“Oh yet another new framework that solves an non-existing problem”

Design patterns drawn into ridiculousness

I am quite an avid reader on Hacker News and almost everyday I notice a new web frameworks popping up. The big thing in web frameworks nowadays is apparently to implement as many design patterns as possible. Everything should be as loosed coupled as possible.

Imagine that you need to instantiate an object.
Let’s call it Shoe.
Maybe we need factory that builds custom shoes with given parameters? So we decide to create a Shoe factory. But to be fair..  That is how you produced shoes yesterday.
Let’s say “What if we need a custom made shoe factory?” Creating a factory that creates custom factory shoe factory enables us to create a shoe factory which creates shoes in just that part of the program. So we create a Shoe Factory Factory.  And it gets even more sillier.

My point being
is that a lot of web frameworks tries its best to please it’s own developers. To be efficient in one certain web framework today, you need around a year to dig into it. First to understand the thought process behind. Just to realize the grandeur in the clever idea of implementing a (for instance) ShoeFactoryFactory pattern into their framework.

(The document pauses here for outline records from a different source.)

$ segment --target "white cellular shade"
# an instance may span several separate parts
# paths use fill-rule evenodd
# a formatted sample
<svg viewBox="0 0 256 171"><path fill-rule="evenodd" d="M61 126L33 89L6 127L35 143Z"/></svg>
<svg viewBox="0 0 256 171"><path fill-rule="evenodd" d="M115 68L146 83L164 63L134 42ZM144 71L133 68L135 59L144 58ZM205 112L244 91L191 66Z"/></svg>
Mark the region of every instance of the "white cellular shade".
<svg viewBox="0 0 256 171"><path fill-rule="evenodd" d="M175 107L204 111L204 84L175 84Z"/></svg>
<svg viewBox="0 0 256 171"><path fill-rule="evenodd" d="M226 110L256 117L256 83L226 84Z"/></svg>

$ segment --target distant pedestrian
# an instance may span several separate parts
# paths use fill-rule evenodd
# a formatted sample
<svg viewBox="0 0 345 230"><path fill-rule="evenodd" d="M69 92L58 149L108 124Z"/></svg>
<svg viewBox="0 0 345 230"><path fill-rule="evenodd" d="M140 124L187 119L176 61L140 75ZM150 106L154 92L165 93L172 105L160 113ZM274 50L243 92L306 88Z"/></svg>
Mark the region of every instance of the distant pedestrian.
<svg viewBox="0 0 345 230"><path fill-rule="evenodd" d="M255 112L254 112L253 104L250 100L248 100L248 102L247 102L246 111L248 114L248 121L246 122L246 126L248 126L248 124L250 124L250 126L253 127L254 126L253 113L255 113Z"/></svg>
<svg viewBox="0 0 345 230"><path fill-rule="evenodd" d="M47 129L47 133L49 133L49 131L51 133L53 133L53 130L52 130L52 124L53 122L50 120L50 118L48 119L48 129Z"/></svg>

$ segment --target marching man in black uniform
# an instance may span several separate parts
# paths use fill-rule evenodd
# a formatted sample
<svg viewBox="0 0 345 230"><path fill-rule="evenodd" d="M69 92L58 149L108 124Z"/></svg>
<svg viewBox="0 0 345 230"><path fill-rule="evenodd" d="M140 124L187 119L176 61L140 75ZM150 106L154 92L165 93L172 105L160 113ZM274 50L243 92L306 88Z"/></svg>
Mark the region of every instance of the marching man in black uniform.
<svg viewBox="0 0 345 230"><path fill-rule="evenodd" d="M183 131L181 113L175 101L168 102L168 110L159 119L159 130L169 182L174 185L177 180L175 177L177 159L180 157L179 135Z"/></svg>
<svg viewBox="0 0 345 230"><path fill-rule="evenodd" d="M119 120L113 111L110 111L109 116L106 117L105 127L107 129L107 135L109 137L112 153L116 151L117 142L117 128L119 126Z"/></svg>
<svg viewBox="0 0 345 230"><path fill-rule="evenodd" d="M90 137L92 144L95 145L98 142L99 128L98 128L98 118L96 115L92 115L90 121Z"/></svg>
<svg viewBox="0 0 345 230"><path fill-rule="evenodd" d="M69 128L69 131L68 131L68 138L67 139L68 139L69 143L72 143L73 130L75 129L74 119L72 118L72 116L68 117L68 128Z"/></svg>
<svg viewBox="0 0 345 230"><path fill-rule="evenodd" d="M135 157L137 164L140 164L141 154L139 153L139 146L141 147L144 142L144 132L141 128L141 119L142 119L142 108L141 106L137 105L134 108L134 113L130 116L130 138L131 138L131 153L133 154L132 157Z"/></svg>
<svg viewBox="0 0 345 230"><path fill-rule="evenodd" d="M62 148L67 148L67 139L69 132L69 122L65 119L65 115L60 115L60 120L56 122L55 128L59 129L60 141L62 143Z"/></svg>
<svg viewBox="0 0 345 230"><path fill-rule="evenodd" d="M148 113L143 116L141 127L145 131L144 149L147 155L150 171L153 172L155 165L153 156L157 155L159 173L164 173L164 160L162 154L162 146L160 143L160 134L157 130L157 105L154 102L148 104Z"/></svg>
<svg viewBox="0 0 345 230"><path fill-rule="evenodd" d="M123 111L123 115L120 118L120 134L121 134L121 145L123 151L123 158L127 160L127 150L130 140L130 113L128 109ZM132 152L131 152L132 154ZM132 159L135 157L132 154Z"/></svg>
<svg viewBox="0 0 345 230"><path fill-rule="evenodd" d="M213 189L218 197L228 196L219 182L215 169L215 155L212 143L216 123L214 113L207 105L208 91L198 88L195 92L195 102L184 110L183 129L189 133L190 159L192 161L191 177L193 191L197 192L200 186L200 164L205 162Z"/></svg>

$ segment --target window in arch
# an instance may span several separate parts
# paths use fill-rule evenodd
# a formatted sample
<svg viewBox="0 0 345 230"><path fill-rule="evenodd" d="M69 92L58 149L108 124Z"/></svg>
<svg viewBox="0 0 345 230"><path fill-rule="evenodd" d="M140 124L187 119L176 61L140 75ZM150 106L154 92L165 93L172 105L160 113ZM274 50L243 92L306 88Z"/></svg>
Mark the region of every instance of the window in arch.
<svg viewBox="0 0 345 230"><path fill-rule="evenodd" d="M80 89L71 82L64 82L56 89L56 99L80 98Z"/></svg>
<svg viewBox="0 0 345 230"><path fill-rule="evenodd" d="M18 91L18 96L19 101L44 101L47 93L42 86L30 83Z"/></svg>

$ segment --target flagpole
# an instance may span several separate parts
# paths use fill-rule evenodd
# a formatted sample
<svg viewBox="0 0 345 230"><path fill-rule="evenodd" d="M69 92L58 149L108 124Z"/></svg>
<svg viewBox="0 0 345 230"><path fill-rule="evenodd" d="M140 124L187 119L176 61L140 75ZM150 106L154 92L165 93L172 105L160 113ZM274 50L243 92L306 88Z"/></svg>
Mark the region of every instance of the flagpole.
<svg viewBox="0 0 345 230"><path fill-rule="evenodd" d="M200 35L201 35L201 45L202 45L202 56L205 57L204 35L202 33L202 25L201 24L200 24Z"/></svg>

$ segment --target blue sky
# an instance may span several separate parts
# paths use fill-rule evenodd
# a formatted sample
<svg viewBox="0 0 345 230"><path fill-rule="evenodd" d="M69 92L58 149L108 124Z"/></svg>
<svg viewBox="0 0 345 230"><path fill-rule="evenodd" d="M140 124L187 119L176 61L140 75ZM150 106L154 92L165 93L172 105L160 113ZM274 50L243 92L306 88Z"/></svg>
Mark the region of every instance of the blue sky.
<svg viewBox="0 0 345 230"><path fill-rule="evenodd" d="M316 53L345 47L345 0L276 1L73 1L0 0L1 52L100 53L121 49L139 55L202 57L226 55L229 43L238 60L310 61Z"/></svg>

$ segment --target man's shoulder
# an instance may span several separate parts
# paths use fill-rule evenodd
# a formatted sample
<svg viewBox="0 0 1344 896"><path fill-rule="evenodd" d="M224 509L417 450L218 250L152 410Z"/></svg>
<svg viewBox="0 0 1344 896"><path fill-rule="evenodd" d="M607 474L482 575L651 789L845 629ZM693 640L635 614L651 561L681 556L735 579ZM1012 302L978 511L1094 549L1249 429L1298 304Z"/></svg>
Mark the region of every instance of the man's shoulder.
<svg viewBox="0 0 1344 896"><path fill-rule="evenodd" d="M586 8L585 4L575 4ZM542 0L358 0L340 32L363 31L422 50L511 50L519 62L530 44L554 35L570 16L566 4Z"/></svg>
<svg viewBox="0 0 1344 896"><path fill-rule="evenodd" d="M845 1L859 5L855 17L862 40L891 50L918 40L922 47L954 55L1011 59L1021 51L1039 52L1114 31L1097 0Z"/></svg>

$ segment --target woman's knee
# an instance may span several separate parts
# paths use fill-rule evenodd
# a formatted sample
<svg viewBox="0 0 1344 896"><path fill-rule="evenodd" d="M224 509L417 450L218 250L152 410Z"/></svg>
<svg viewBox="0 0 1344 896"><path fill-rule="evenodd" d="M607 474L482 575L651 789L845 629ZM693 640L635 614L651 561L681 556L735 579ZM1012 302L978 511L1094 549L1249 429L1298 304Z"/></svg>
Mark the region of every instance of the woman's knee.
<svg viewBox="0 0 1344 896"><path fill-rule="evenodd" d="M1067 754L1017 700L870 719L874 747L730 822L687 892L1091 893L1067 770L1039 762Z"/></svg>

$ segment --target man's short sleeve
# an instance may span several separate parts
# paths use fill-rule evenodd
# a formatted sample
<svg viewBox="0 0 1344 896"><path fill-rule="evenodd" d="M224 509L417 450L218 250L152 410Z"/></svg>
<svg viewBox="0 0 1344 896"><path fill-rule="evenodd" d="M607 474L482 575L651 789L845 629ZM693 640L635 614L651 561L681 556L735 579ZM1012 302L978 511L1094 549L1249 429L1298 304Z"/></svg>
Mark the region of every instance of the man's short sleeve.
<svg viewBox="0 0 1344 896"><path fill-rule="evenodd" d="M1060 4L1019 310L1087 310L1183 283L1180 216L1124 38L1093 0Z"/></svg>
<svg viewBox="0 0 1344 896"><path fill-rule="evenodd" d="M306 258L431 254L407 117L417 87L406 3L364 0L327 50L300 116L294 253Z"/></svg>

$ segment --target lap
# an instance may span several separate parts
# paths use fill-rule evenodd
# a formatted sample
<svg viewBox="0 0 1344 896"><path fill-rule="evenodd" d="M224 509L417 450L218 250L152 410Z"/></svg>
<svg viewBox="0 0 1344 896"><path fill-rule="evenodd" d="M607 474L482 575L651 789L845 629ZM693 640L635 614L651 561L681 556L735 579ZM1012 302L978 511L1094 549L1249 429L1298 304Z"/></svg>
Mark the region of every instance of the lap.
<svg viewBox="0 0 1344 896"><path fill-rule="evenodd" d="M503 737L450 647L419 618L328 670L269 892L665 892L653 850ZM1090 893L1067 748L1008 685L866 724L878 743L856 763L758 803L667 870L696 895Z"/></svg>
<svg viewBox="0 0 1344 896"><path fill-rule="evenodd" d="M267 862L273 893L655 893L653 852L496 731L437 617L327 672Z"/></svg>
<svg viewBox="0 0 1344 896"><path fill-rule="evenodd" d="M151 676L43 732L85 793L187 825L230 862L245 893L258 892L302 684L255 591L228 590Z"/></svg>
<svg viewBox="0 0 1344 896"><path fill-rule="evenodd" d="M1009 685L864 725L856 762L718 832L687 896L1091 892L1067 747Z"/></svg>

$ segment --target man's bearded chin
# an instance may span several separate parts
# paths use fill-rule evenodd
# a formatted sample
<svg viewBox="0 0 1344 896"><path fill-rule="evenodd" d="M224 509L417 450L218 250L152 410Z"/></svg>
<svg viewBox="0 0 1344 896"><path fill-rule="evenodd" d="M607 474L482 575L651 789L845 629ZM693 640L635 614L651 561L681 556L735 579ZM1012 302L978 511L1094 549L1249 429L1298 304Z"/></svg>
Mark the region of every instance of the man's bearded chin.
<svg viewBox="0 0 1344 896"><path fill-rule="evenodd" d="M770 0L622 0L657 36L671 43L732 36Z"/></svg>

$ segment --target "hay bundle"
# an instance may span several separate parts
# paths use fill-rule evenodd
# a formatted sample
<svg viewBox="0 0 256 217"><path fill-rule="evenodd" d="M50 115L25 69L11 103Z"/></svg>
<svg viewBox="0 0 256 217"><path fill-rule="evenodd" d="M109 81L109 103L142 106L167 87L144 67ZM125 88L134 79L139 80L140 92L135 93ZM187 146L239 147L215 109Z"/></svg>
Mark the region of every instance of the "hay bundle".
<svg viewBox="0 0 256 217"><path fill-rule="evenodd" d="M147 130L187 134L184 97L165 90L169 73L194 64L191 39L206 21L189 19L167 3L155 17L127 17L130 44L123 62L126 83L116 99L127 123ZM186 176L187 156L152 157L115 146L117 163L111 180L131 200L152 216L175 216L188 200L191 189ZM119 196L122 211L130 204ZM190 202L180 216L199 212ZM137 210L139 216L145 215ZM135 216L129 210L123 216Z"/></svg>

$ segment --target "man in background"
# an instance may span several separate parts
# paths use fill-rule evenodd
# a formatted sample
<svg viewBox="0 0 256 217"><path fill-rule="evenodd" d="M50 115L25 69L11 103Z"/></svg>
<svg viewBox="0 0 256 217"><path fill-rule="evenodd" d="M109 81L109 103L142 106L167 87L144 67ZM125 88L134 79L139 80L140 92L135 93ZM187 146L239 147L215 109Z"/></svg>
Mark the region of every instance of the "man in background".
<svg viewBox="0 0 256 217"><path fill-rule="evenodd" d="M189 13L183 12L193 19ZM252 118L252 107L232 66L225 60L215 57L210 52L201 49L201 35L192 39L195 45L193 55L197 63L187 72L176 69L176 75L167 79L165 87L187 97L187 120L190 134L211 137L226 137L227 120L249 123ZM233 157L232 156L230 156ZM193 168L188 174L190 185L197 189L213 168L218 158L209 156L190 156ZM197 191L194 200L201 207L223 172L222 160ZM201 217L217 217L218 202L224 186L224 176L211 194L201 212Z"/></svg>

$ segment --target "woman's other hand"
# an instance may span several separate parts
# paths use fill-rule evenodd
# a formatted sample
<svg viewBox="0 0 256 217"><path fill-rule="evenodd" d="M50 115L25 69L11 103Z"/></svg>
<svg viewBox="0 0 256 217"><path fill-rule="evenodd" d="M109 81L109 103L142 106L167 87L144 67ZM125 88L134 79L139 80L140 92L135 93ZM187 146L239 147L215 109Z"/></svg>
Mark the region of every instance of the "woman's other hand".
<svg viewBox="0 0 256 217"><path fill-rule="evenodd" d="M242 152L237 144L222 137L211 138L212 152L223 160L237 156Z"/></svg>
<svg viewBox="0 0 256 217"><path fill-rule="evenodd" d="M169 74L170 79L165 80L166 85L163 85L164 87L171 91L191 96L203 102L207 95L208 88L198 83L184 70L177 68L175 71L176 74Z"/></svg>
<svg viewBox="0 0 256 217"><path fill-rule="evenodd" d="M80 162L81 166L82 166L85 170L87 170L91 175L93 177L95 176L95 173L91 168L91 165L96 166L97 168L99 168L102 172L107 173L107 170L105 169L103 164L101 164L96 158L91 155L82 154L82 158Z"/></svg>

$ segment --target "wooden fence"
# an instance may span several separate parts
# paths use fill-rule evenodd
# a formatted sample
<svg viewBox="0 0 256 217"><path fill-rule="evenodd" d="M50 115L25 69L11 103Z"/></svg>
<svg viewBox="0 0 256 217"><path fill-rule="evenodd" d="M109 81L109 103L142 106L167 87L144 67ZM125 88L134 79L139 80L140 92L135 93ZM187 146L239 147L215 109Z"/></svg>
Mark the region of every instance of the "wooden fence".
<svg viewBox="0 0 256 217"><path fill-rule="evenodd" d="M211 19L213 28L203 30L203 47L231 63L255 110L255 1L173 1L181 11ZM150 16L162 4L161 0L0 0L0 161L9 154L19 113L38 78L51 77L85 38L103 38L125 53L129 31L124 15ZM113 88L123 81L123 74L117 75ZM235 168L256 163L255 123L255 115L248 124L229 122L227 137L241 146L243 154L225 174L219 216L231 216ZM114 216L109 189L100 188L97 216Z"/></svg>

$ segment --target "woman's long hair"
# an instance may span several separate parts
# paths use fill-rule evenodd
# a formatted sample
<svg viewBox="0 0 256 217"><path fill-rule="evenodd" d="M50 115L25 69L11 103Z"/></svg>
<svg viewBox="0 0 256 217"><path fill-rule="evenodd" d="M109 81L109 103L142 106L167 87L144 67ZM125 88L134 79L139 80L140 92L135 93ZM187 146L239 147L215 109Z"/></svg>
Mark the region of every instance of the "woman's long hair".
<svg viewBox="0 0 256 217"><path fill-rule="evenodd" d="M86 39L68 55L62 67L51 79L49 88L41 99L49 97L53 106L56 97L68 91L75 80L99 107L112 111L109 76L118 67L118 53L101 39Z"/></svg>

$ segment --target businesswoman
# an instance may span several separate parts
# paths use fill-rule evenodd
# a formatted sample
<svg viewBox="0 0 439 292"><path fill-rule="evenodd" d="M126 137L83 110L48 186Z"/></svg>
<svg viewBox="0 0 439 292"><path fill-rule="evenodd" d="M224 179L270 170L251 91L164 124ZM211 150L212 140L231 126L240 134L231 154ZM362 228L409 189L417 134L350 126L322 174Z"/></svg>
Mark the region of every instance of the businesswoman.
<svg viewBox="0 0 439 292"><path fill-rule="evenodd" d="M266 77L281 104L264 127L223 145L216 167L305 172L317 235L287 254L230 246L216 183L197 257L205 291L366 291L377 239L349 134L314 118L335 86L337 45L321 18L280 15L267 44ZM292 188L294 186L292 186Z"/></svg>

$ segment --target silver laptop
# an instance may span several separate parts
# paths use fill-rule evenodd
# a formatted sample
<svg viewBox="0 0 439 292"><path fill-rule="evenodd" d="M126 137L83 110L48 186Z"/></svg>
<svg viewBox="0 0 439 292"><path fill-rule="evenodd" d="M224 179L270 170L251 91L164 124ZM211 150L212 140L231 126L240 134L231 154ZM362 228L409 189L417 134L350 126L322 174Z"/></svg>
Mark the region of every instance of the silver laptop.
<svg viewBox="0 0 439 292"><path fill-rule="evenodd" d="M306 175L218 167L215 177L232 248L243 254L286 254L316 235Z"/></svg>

Another point is that when I read why the authors of the framework have implemented several of their “feature” (which includes a lot of extra work for the developer) is that it’s covering a scenario that is very unlikely to happen. One reason was “What if the customer wants to switch out their entire database?”. I have yet not known this to happen in my 12 years as a  programmer. Maybe because I’ve been using databases that are open source and free to use? None of  my clients has ever known about what database lies in the backend and couldn’t be less bothered. Most of the clients call the entire application “the database”.  As long you have a web application that can export the data to XML or JSON you’re in a good place.

Global space – should be dead space?

I also never understood the big fear about using the global space. I know why you should avoid it. It’s never smart to have a huge collection of data in the global space. It complicates the code a great deal. The global variables were later replaced by objects implementing the singleton pattern, which is that you have one object you can access from everywhere and access it’s data. This of course became heavily misused, and created a lot of mess.  So “service providers” were introduced with the same problem but with even more encapsulation, but it’s still “global space”

It’s my belief that you always at some point have the need to access global space in web development somehow. It doesn’t really matter which methodology (singleton, service provides or global vars) you use, only use it smart and as little as possible. I fully agree that the fundamental thought about keeping data in global space is bad, but if it solves a problem which would overcomplicate the code, I would just say: Go for it!